About the Chinese Communist Party. The oppositionists cry out that the Chinese Communist Party, or properly speaking, its leadership, has committed Social-Democratic, Menshevik mistakes. That is correct. The leadership of the Comintern is being blamed for that. Now, that is absolutely incorrect. On the contrary, the Comintern has systematically rectified the mistakes of the leadership of the Chinese Communist Party. Only those who are blind can deny that. You know it from the press, from Pravda, from The Communist International ; 6you know it from the decisions of the Comintern. The opposition has never named, and will not be able to name, a single directive, a single resolution of the Comintern capable of giving rise to a Menshevik deviation in the Central Committee of the Chinese Communist Party, because there have been no such directives. It is foolish to think that if a Menshevik deviation has arisen in some Communist Party, or in its Central Committee, the Comintern must necessarily be to blame for it.

Kamenev asks: Where do the Menshevik mistakes of the Chinese Communist Party come from? And he answers: They can only come about owing to the faulty leadership of the Comintern. But I ask: Where did the Menshevik mistakes of the German Communist Party during the 1923 revolution come from? Where did Brandlerism 7 come from? Who supported it? Is it not a fact that the Menshevik mistakes committed by the Central Committee of the German Party were supported by the present leader of the opposition, Trotsky? Why did not Kamenev say at that time that the appearance of Bran-dlerism was due to the incorrect leadership of the Comintern? Kamenev and Trotsky have forgotten the lessons of the revolutionary movement of the proletariat.

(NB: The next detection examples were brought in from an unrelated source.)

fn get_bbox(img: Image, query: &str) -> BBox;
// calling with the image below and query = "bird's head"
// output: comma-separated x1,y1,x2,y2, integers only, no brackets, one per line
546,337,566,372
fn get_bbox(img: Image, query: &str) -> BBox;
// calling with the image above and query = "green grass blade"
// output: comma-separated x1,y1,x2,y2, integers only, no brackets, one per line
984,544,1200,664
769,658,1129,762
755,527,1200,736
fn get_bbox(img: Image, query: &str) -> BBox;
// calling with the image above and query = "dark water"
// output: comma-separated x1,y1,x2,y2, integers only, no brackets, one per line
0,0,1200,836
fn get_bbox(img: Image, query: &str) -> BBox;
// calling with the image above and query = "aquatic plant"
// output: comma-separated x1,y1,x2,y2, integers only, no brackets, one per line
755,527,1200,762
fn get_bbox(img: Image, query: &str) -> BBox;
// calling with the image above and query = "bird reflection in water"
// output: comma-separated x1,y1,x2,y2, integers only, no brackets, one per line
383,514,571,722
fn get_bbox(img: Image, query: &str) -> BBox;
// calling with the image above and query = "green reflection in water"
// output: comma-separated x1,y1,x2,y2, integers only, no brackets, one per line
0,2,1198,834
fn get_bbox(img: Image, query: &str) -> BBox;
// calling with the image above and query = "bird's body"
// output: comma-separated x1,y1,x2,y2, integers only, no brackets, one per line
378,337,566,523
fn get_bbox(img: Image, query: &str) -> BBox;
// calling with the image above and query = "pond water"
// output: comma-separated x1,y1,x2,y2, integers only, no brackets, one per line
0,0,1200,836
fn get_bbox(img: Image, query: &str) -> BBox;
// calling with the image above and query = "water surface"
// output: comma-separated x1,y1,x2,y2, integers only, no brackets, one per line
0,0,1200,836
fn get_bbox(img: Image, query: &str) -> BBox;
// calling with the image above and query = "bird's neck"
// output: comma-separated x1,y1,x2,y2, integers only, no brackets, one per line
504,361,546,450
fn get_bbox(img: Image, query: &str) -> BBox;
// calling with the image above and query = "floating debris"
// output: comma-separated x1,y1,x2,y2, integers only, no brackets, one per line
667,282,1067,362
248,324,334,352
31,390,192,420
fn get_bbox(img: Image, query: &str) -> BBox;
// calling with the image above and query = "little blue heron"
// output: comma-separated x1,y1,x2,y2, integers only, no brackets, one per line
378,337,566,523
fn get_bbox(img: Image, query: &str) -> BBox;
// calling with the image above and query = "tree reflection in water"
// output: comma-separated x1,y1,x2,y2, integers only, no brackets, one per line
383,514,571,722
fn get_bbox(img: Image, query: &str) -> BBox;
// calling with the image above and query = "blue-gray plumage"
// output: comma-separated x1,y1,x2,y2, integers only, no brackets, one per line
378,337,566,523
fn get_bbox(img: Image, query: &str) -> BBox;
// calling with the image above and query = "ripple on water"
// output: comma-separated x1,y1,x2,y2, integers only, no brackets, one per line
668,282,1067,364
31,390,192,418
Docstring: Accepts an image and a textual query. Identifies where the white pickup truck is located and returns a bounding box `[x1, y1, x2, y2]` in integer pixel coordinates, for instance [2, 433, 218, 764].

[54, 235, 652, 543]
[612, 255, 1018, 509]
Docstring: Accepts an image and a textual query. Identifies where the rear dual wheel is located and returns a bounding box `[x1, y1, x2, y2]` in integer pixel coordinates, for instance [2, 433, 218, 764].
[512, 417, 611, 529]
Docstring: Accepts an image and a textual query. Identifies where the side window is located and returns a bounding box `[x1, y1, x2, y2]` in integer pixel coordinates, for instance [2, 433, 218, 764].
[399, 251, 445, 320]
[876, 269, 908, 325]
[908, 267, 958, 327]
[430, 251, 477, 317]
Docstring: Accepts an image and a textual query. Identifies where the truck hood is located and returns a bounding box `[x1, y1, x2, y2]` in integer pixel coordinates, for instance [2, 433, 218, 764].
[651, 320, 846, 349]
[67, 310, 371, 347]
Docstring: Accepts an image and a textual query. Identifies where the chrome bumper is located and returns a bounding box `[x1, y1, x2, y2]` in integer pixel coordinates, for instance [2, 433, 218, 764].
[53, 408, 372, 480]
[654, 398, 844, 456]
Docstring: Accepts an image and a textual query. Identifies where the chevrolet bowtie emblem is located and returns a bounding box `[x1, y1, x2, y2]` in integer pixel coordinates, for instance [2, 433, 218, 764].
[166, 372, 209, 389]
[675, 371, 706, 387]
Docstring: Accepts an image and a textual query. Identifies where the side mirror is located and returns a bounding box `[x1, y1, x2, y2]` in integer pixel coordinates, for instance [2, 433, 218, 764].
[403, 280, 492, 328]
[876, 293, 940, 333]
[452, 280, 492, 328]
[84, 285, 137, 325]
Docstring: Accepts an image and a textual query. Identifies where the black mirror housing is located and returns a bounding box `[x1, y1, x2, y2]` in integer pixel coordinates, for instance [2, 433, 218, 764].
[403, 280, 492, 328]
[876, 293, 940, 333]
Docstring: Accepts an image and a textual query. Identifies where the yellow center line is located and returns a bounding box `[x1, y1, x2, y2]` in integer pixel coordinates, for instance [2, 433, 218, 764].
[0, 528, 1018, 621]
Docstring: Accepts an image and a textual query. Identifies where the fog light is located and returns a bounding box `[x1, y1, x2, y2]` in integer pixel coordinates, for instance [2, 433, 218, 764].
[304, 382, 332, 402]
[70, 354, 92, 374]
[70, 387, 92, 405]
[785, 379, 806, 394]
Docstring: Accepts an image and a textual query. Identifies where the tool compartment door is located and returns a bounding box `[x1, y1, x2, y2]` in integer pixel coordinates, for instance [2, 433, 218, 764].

They have forgotten that with the upsurge of the revolution Right and Left deviations are bound to appear in the Communist Parties, the former refusing to break with the past and the latter refusing to reckon with the present. They have forgotten that no revolution is without such deviations.

And what happened in our Party in October 1917? Were there not a Right and a Left deviation in our Party at that time? Have Kamenev and Zinoviev forgotten that? Do you remember, comrades, the history of the Menshevik mistakes that Kamenev and Zinoviev made in October? What were those mistakes due to? Who was to blame for them? Could Lenin, or the Central Committee of Lenin's Party, be blamed for them? How could the opposition "forget" these and similar facts? How could it "forget" that with the upsurge of the revolution Right and Left deviations from Marxism always make their appearance within the parties? And what is the task of the Marxists, of the Leninists, under such circumstances? It is to fight the Left and Right deviators.

I am surprised at the arrogance displayed by Trotsky who, you see, apparently cannot tolerate the slightest mistake being made by the Communist Parties in the West or in the East. He, if you please, is surprised that over there, in China, where there is a young party, barely two years old, Menshevik mistakes could make their appearance. But how many years did Trotsky himself stray among the Mensheviks? Has he forgotten that? Why, he strayed among the Menshe-viks for fourteen years—from 1903 to 1917. Why does he excuse his own straying among all sorts of anti-Leninist "trends" for fourteen years before he drew near to Bolshevism, but does not grant the young Chinese Communists at least four years? Why is he so arrogant towards others while forgetting about his own strayings? Why? Where is the "fairness" of it, so to speak?